The literature provides an abundance of biopsy-based oncological outcomes within the first year of FA. In-field disease occurs in about 20% of cases and depends on baseline GGG and the number of targeted biopsies performed. There is a paucity of studies reporting intermediate- and long-term oncological control following FA. Additional major limitations of the FA literature are lack of standardization of both selection criteria and assessment of oncological control. The ability to detect untreated prostate cancer will undoubtedly depend on the number and frequency of biopsies. What is desperately needed is literature on rigorous oncological outcomes, which will ultimately define the role of FA for men with prostate cancer. We previously reported 96% of in-field negative biopsies 6 months after focal laser ablation in 32 cases.5 At 2 years, all of these men underwent PSA and MRI testing.6 Overall, 10 men with a non-suspicious MRI refused in-field prostate biopsy. Of the 22 men undergoing in-field prostate biopsy at 2 years, 17 (77%) and 9 (41%) exhibited any cancer or >GGG1 cancer, respectively. Our very preliminary conclusion is that in selected cases the favorable negative predictive value of a negative MRI and a stable PSA for significant prostate cancer may allow for avoiding an in-field biopsy. However, a negative MRI and a stable PSA do not exclude GGG1 disease.
Today, prostate MRI coupled with MRFTB can with reasonable reliability identify the site(s) of clinically significant prostate cancer, and we can direct ablative energy to these predefined sites of disease. Preliminary studies suggest that in selected cases of intermediate-risk disease, good early oncological outcomes are achievable with available ablative energy sources. The important unknown is whether these favorable oncological outcomes will be durable. It is also clear that FA is truly a minimally invasive strategy for localized prostate cancer because it is an outpatient procedure with expedited recovery and virtually no adverse impact on continence. Some men experience a transient decline in erectile function, but potency is restored by 6 months with only diminished seminal volume. For many men, the uncertainty of oncological control and the requirement of a lifetime of surveillance are a small price to pay for preservation of quality of life.
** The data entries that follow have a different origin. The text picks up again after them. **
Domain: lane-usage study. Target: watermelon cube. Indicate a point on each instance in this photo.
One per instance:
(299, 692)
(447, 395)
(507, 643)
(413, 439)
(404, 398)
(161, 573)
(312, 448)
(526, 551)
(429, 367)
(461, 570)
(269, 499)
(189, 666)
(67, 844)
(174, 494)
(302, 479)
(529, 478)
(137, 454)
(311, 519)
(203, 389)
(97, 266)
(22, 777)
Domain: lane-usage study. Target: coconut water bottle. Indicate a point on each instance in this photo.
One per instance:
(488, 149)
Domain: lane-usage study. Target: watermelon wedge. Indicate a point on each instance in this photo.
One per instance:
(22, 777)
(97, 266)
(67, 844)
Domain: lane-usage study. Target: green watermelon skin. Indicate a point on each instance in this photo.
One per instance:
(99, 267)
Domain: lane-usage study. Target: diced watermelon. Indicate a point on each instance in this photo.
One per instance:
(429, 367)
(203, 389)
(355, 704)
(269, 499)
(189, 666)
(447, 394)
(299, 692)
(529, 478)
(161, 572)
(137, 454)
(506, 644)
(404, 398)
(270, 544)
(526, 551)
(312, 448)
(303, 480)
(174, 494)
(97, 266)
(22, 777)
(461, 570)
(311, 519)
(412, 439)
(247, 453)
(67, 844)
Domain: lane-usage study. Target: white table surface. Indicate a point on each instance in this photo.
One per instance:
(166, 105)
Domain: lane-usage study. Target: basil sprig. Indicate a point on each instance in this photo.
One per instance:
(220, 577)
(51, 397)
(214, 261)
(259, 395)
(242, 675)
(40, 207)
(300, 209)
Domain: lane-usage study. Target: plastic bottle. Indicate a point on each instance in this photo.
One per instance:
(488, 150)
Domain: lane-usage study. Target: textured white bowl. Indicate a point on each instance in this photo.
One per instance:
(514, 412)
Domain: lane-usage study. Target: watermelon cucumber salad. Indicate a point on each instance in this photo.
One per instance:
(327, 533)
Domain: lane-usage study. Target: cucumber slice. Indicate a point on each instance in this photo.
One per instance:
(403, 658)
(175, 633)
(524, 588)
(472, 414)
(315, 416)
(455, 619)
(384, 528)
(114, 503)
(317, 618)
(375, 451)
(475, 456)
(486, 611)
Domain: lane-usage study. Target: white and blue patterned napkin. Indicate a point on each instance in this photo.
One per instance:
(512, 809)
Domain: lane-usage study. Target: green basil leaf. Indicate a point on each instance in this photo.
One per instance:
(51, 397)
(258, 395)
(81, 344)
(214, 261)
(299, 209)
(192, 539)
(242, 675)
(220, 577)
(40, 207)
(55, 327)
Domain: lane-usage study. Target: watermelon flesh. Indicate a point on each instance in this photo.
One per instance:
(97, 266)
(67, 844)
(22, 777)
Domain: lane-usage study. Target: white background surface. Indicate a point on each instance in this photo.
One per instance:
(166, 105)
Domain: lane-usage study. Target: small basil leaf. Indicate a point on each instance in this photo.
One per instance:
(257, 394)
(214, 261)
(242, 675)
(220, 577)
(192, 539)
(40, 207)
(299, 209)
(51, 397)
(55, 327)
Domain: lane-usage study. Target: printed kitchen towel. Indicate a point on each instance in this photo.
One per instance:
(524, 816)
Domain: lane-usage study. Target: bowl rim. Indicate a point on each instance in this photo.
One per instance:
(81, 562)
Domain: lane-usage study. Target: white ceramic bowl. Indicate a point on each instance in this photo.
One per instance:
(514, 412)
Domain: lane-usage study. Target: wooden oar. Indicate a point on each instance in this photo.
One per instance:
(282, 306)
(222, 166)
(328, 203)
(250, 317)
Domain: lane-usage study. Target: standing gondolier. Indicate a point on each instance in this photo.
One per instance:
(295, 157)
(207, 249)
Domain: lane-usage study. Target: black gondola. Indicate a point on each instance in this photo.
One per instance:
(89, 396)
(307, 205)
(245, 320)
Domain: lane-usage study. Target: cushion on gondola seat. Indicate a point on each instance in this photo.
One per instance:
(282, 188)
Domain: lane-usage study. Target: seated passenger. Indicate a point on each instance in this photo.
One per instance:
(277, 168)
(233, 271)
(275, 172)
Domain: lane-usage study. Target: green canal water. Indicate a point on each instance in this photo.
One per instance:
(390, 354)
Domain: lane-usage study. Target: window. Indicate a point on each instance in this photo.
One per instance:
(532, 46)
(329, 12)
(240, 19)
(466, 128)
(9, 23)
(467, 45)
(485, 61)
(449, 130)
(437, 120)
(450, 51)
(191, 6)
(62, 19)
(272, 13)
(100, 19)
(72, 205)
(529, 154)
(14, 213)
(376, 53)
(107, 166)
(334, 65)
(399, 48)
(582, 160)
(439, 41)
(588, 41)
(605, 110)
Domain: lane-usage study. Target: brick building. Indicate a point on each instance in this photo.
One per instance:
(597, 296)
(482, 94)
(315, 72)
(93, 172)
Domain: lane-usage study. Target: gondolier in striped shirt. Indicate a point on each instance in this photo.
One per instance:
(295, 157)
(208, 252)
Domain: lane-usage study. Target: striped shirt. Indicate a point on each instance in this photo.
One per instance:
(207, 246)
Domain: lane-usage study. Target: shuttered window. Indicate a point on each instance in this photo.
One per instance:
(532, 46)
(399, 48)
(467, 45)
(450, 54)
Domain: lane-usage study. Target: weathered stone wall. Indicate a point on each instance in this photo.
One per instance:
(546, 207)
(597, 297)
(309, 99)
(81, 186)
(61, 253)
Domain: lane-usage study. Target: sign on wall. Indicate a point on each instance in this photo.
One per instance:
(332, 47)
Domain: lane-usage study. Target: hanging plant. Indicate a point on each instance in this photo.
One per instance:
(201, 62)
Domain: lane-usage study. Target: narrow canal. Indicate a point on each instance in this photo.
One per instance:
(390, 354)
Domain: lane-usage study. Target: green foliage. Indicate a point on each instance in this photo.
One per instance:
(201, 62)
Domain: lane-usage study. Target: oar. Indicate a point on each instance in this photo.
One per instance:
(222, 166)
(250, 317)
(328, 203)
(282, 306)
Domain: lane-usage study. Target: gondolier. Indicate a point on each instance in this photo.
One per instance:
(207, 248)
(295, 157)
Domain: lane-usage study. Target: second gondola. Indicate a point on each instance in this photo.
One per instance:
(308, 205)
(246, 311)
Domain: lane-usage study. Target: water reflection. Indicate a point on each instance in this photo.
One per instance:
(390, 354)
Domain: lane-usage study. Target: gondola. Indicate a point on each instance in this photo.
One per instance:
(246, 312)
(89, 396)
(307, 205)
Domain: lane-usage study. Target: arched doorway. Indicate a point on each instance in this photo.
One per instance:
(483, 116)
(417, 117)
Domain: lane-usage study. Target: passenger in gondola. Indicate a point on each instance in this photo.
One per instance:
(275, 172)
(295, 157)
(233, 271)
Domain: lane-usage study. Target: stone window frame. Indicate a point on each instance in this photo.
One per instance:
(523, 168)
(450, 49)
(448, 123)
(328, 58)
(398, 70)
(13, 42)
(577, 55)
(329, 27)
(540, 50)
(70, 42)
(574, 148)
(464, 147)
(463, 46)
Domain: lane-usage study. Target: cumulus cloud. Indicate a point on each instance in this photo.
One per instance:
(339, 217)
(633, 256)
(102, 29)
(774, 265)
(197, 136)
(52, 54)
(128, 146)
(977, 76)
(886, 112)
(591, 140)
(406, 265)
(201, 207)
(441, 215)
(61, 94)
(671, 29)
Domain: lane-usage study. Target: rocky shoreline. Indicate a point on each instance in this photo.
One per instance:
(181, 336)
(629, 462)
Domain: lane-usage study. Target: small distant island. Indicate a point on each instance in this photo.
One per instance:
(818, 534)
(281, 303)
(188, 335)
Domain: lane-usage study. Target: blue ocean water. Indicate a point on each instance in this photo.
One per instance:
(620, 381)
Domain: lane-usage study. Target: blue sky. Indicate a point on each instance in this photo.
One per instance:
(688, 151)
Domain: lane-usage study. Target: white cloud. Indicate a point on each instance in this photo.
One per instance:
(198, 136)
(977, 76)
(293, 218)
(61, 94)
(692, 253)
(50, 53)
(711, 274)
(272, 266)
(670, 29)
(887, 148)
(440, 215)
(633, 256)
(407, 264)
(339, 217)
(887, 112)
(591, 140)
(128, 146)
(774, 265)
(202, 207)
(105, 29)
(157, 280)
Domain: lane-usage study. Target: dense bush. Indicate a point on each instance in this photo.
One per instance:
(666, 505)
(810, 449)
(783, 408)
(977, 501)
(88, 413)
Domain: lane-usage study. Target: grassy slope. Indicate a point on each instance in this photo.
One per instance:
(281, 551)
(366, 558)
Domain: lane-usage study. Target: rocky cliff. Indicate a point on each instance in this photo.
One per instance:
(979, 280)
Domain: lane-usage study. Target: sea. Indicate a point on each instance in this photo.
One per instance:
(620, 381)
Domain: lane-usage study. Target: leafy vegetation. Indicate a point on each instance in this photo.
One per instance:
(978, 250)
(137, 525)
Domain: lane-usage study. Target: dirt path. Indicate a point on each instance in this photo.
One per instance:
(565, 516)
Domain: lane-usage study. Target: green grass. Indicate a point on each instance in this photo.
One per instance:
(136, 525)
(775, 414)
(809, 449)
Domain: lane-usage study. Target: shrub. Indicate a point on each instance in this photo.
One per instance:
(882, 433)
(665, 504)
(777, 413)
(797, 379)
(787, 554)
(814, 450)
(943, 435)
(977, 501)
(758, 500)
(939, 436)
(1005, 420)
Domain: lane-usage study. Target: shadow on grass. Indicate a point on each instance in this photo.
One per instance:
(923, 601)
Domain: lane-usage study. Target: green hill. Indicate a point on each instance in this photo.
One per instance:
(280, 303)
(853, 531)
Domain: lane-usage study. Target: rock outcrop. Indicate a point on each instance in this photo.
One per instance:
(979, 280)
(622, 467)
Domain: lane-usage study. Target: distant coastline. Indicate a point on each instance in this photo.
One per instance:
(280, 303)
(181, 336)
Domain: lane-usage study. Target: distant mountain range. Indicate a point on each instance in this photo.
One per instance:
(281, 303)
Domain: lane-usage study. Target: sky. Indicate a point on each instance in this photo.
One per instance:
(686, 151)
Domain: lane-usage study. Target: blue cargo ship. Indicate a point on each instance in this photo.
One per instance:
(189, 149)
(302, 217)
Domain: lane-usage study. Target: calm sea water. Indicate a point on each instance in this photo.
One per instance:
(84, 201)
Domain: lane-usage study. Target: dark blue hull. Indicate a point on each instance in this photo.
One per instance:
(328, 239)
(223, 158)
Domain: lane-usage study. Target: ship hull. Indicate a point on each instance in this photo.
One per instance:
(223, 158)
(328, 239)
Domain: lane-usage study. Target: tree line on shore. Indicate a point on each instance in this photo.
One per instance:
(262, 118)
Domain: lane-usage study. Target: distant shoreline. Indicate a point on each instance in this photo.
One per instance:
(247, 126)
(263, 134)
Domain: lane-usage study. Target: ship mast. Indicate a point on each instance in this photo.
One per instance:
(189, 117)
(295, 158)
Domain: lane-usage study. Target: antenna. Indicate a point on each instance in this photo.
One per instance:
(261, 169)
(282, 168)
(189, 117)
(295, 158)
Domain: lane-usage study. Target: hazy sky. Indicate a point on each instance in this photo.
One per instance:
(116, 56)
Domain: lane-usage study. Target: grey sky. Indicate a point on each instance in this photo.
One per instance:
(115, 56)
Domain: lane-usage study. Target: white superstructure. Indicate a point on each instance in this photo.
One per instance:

Urologists who embrace FA must collaborate with radiologists well versed in prostate MRI and they must start the learning curve with lower-volume disease. The major potential harm of this minimally invasive procedure is inadequate treatment. Meticulous technique is essential, and patients must agree to surveillance imaging and biopsy. If as a urology community we embrace FA responsibly, we have the potential to advance the field and to benefit our patients. If done irresponsibly, patients will be harmed.